Energy absorption and vibration of smart auxetic FG porous curved conical panels resting on the frictional viscoelastic torsional substrate

Abstract

In recent years, the utilization of various methods to absorb vibration in widely-used structures has gained significant attention to control and reduce the destructive effect of the resonance phenomenon. The increased useful lifetime and reduced maintenance and repair costs are the advantages of vibration absorption. Besides, utilization of energy absorbers is one of the most effective strategies for reducing energy supply costs for different parts of the structure, such as sensors. In this regard, a numerical study is performed in this research to evaluate the energy absorption by vibrations' absorption in a conical three-layered panel located on a viscoelastic substrate. This three-layered panel is composed of three parts: piezoelectric upper layer reinforced with Graphene nanoplatelets (GPLs), auxetic core, and functionally graded material (FGM) porous lower layer.

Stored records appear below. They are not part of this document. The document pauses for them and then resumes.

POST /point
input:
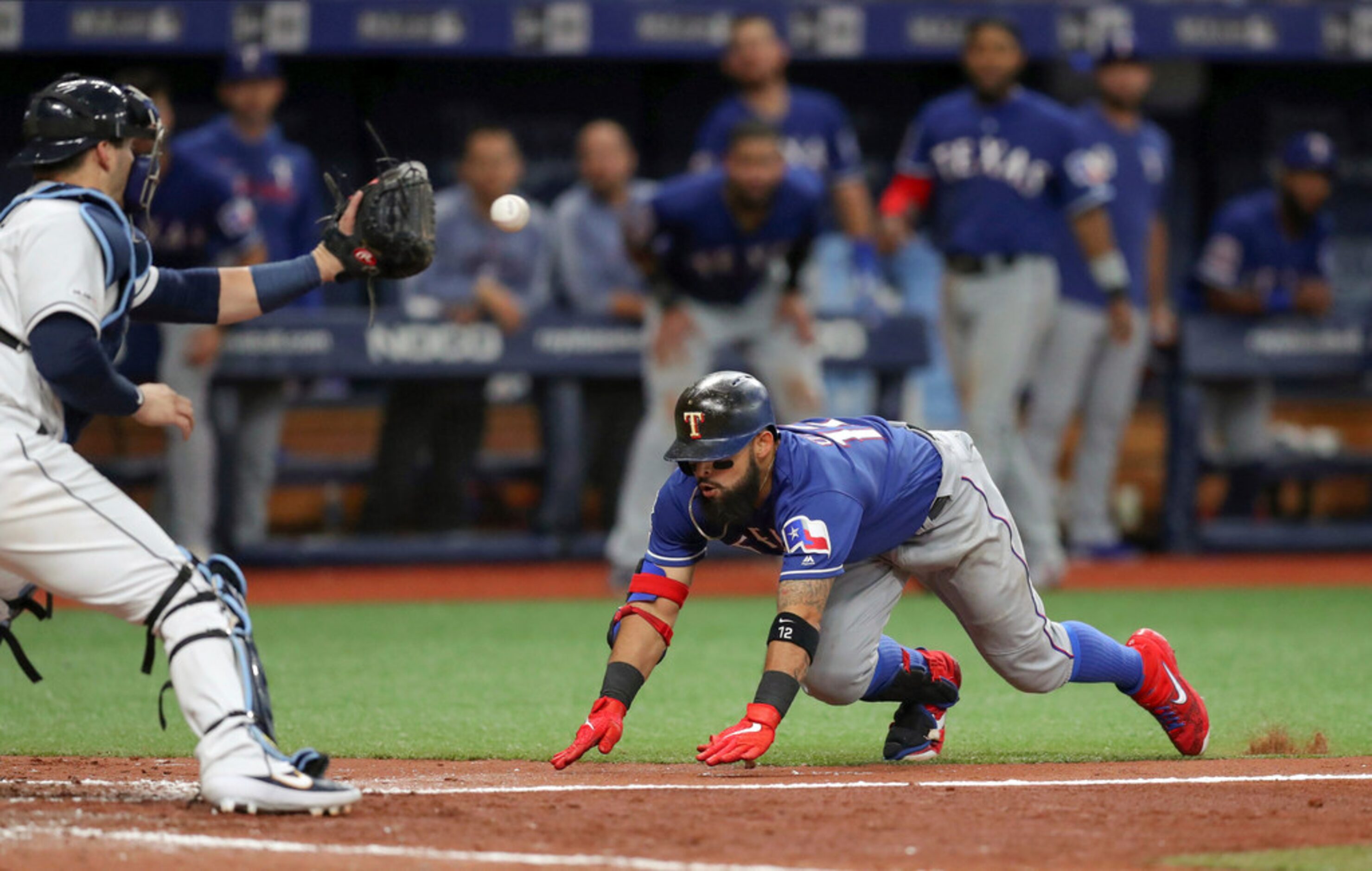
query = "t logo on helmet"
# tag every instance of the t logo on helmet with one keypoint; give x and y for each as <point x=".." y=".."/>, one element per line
<point x="693" y="420"/>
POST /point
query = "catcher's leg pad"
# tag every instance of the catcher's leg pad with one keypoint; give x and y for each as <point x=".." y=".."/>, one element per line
<point x="209" y="602"/>
<point x="12" y="608"/>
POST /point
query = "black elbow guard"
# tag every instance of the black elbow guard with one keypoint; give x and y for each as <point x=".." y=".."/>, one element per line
<point x="795" y="630"/>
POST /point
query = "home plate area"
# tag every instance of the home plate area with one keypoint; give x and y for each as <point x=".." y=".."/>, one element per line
<point x="64" y="813"/>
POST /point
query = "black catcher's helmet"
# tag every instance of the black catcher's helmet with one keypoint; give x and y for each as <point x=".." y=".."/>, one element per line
<point x="718" y="416"/>
<point x="79" y="112"/>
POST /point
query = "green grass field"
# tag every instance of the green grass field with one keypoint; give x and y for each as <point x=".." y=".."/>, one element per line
<point x="515" y="679"/>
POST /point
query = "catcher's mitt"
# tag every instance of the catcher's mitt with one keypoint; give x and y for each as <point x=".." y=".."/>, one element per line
<point x="394" y="232"/>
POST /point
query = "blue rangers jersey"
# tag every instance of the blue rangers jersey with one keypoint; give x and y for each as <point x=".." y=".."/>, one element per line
<point x="843" y="490"/>
<point x="278" y="176"/>
<point x="702" y="249"/>
<point x="1249" y="250"/>
<point x="816" y="134"/>
<point x="1138" y="165"/>
<point x="1002" y="173"/>
<point x="198" y="217"/>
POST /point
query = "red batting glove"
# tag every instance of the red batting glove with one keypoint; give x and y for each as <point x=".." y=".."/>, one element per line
<point x="748" y="740"/>
<point x="604" y="726"/>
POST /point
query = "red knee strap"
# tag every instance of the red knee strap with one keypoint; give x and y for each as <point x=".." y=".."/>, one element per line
<point x="656" y="585"/>
<point x="653" y="621"/>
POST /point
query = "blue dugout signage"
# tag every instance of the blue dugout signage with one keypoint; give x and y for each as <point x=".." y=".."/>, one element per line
<point x="676" y="29"/>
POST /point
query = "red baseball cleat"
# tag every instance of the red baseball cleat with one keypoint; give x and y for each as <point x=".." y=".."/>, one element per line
<point x="1168" y="697"/>
<point x="917" y="731"/>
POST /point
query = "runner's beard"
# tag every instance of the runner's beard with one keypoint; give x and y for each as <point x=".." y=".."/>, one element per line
<point x="736" y="505"/>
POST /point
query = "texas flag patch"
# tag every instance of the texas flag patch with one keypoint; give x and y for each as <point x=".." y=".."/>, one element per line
<point x="806" y="535"/>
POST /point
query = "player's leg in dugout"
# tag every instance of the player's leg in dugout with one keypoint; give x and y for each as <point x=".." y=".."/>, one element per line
<point x="1110" y="396"/>
<point x="117" y="560"/>
<point x="1006" y="317"/>
<point x="257" y="439"/>
<point x="1072" y="352"/>
<point x="663" y="383"/>
<point x="1235" y="426"/>
<point x="792" y="371"/>
<point x="972" y="557"/>
<point x="188" y="489"/>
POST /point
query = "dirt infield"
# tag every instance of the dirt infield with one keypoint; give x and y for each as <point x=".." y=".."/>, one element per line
<point x="544" y="581"/>
<point x="85" y="813"/>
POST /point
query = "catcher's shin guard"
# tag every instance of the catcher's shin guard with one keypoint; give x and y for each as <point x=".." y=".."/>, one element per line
<point x="217" y="684"/>
<point x="12" y="608"/>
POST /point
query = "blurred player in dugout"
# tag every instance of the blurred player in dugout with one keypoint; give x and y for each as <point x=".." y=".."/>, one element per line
<point x="1087" y="365"/>
<point x="816" y="134"/>
<point x="198" y="218"/>
<point x="594" y="276"/>
<point x="282" y="181"/>
<point x="479" y="274"/>
<point x="722" y="251"/>
<point x="998" y="168"/>
<point x="1267" y="256"/>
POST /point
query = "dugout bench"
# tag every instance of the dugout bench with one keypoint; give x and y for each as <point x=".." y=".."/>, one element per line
<point x="556" y="347"/>
<point x="1330" y="357"/>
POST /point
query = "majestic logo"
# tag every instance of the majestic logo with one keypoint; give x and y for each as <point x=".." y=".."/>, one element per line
<point x="806" y="535"/>
<point x="693" y="420"/>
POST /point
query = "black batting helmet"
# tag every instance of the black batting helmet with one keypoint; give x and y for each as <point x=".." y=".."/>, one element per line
<point x="718" y="416"/>
<point x="79" y="112"/>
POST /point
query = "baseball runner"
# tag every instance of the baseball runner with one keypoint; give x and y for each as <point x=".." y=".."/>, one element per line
<point x="854" y="506"/>
<point x="73" y="272"/>
<point x="1085" y="364"/>
<point x="996" y="167"/>
<point x="1267" y="254"/>
<point x="722" y="250"/>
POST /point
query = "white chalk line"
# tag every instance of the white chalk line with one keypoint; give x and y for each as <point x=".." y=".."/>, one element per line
<point x="166" y="840"/>
<point x="183" y="790"/>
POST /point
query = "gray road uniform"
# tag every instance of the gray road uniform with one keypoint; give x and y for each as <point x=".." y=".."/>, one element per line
<point x="1082" y="367"/>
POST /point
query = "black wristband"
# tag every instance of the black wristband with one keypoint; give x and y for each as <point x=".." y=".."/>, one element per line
<point x="777" y="689"/>
<point x="795" y="630"/>
<point x="622" y="682"/>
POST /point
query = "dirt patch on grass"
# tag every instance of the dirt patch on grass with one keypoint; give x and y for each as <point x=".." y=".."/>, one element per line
<point x="1278" y="741"/>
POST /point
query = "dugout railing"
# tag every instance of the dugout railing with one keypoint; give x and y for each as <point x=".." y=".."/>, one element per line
<point x="1328" y="357"/>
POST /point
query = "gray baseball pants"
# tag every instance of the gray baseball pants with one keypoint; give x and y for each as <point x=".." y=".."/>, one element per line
<point x="1085" y="370"/>
<point x="995" y="326"/>
<point x="970" y="556"/>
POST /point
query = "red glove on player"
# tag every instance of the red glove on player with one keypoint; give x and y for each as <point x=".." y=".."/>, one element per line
<point x="748" y="740"/>
<point x="604" y="726"/>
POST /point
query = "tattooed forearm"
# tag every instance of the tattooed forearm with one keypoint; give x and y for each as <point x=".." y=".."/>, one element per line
<point x="804" y="597"/>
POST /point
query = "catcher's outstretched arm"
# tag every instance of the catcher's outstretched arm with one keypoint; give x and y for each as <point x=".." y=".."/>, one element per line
<point x="235" y="294"/>
<point x="250" y="291"/>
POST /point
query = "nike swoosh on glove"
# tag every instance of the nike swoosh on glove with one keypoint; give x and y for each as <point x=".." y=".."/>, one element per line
<point x="604" y="726"/>
<point x="746" y="741"/>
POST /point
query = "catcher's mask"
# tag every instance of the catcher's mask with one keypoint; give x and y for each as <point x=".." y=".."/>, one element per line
<point x="76" y="113"/>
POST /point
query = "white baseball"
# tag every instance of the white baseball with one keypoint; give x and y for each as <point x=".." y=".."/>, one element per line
<point x="510" y="213"/>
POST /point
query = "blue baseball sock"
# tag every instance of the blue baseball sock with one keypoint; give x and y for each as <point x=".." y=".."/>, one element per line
<point x="889" y="661"/>
<point x="1101" y="659"/>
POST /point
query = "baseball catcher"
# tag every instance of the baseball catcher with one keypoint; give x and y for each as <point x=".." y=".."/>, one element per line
<point x="854" y="506"/>
<point x="73" y="274"/>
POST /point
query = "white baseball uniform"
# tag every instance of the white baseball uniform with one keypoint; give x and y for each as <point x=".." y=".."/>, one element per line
<point x="64" y="526"/>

The substrate includes spring element, shear, torsion, and substrate-structure friction factor. Hamilton's principle and energy method have been used to extract the governing equations to model the first-order shear deformation theory (FSDT) for the presented structure. The Differential Cubature Method (DCM) and the Newmark method have been used to solve the governing equations. Results show that by applying the negative voltage to the sandwich conical panel, the in-plane compression forces and natural frequency are increased, while the maximum dynamic deflection is decreased. Furthermore, increasing the inherent damping coefficient increases the damping decrement. Meanwhile, the nonlinear scattering and increased dispersion concentration of GPLs near the upper and lower surfaces of the piezoelectric layer will increase the frequency and energy absorption. Besides, the increased friction factor of the viscoelastic substrate and sandwich cone leads to more absorption energy.